TEST 04: I-Athlon: In a battery of partially or completely automated tests, an AI is asked to summarize the contents of an audio file, narrate the storyline of a video, translate natural language on the fly and perform other tasks. The goal is to create an objective intelligence score. Automation of testing and scoring—without human supervision—is the hallmark of this scheme. Removing humans from the process of evaluating machine intelligence may seem ironic, but Murray Campbell, an AI researcher at IBM (and a member of the team that developed Deep Blue), says it is necessary to ensure efficiency and reproducibility. Establishing an algorithmically generated intelligence score for AIs would also free researchers from relying on human intelligence—“with all its cognitive biases,” Campbell notes—as a yardstick.

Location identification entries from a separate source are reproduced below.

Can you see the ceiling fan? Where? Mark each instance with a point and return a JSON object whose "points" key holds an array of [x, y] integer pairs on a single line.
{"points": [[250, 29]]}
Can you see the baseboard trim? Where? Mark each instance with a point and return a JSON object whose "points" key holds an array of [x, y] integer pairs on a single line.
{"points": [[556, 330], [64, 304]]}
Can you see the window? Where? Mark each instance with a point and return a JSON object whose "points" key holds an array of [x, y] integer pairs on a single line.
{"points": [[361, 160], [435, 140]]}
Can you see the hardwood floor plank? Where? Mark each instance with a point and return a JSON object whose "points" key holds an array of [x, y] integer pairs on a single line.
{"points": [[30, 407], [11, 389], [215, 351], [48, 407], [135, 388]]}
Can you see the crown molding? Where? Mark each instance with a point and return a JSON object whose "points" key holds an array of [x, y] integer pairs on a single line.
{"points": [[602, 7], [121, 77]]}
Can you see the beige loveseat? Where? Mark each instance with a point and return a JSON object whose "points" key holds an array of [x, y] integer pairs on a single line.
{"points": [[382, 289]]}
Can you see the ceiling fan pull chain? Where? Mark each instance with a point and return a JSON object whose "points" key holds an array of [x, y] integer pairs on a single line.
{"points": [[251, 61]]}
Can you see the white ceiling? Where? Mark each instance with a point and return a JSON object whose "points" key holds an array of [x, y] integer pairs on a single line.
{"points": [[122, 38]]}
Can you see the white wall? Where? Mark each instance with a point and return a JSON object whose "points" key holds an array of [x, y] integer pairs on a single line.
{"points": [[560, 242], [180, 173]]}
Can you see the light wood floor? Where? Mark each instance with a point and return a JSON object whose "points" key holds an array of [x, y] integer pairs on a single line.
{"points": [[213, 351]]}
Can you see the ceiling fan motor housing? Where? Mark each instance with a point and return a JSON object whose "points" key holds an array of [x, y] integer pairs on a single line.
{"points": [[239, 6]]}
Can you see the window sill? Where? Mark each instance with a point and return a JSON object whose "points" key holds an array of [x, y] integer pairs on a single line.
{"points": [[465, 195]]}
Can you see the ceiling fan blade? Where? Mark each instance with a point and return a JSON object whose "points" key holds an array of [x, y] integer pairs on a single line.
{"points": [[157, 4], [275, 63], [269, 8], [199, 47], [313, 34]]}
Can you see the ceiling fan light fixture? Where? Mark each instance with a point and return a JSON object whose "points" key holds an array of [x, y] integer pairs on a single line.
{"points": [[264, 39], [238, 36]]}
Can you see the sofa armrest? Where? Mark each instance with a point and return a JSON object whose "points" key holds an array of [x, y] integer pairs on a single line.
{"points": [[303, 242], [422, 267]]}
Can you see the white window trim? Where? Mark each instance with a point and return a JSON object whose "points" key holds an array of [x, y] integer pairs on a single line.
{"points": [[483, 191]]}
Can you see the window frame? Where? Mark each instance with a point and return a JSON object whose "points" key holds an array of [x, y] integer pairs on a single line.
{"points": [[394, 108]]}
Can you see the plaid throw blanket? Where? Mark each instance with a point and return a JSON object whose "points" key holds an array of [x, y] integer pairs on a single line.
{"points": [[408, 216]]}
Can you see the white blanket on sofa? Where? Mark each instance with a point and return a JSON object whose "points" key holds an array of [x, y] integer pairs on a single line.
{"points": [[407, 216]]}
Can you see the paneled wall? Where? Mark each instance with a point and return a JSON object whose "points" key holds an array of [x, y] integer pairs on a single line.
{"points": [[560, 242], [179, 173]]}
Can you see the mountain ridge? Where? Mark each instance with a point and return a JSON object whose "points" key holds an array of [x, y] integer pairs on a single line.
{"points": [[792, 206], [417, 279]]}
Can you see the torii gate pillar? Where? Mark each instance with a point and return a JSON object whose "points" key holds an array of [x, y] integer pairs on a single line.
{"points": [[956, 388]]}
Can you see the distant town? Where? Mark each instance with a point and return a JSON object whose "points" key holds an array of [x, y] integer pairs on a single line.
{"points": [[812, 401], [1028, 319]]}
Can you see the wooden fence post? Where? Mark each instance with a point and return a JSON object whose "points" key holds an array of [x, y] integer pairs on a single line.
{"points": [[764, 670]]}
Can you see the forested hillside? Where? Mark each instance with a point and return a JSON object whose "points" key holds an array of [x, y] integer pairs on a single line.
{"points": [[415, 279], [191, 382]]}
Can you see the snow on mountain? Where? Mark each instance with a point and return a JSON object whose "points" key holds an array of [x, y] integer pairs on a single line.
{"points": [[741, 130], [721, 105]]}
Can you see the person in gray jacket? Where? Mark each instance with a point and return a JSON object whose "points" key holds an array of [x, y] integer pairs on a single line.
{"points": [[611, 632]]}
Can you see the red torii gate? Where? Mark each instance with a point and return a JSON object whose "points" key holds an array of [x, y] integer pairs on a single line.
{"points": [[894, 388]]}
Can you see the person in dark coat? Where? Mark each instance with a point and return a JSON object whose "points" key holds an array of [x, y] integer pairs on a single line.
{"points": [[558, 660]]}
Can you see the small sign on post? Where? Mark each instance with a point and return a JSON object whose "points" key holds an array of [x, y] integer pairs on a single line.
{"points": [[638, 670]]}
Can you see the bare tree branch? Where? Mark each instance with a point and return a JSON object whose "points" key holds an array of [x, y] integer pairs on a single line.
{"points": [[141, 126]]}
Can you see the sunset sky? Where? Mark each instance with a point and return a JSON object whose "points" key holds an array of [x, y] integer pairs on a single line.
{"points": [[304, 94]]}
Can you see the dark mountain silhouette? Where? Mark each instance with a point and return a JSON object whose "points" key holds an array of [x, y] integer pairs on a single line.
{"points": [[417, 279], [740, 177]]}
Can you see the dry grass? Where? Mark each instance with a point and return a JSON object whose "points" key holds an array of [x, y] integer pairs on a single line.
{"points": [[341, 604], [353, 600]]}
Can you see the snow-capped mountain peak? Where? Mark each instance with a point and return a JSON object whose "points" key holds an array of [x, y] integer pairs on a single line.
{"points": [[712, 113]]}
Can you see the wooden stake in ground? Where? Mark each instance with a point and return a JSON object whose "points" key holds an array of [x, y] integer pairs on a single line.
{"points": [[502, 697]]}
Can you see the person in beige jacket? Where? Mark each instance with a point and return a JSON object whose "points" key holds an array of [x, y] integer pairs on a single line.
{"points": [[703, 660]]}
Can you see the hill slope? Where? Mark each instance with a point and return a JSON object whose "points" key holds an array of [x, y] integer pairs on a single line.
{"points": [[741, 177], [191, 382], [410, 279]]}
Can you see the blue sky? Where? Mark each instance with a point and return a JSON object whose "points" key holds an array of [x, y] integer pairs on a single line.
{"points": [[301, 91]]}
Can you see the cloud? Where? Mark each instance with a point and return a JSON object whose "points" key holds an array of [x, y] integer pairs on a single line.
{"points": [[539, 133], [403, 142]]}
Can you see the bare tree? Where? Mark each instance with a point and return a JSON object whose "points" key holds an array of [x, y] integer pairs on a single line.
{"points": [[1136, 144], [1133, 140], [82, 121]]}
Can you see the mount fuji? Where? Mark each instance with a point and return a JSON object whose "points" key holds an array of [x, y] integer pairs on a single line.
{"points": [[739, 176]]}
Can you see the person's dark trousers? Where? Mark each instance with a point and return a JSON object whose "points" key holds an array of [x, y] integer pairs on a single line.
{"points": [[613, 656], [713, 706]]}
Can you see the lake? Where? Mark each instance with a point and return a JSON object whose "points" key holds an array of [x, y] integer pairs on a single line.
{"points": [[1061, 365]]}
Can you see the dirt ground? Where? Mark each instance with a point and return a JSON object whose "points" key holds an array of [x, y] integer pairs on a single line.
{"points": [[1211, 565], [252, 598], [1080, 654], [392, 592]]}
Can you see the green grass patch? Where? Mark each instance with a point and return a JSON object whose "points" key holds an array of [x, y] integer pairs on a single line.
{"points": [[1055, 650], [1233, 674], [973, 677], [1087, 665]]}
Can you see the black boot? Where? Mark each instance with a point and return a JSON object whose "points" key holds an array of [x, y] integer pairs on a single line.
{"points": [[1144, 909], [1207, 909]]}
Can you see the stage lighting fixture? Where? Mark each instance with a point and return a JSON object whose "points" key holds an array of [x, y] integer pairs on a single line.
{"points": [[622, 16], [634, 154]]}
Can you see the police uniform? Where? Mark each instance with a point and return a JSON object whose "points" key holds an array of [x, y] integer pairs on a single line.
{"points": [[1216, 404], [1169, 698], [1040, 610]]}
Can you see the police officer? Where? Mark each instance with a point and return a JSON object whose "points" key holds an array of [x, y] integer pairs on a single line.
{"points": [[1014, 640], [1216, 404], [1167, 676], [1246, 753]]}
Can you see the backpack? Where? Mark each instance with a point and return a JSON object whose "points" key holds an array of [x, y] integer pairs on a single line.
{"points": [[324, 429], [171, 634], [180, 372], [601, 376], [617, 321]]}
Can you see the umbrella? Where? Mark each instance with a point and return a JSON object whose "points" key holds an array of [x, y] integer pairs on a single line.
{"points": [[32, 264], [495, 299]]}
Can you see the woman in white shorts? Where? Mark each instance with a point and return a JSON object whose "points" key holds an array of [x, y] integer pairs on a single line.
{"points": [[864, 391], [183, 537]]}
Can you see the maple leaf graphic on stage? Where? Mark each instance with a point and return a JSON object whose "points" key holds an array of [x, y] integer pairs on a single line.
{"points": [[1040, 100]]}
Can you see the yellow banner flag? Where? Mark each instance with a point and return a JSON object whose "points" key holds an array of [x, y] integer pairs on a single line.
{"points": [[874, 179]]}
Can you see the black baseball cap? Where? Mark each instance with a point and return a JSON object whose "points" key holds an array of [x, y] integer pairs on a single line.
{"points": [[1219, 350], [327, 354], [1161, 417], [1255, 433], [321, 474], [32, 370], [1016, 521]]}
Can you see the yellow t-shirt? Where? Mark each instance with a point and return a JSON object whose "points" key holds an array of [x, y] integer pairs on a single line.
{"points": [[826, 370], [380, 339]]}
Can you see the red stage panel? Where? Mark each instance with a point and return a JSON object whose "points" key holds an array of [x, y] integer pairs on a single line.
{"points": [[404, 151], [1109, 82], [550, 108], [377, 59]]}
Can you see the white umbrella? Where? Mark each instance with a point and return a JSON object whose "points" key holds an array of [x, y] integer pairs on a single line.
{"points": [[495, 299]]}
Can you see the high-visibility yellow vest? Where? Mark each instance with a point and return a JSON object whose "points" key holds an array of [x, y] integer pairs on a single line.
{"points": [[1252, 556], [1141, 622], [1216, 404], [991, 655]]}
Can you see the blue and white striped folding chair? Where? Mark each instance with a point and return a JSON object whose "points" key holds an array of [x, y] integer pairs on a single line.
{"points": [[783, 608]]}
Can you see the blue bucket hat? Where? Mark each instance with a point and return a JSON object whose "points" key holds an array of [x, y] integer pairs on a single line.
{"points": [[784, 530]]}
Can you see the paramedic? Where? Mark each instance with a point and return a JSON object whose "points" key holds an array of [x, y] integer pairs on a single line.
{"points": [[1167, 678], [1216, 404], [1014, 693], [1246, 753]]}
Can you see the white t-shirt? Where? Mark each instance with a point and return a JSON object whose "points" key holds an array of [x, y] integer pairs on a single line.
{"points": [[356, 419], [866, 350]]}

PROS: Objectivity, at least in theory. Once I-Athlon judges decided on how to score each test and weight the results, computers would do the actual scoring and weighting. Judging the results should be as cut-and-dried as reviewing an Olympic photo finish. The variety of tests would also help identify what the IBM researchers call “ broadly intelligent systems.”
CONS: Inscrutability, potentially. I-Athlon algorithms might give high marks to AI systems that operate in ways that researchers do not fully understand. “It is quite possible that some decisions of advanced AI systems will be very difficult to explain [to humans] in a concise and understandable way,” Campbell admits. This socalled black box problem is already becoming an issue for researchers working with convolutional neural networks.
DIFFICULTY LEVEL: It depends. Current systems could perform quite well on some potential I-Athlon events, such as image understanding or language translation. Others, such as explaining the contents of a video narrative or drawing a diagram from a verbal description, are still in the realm of sci-fi.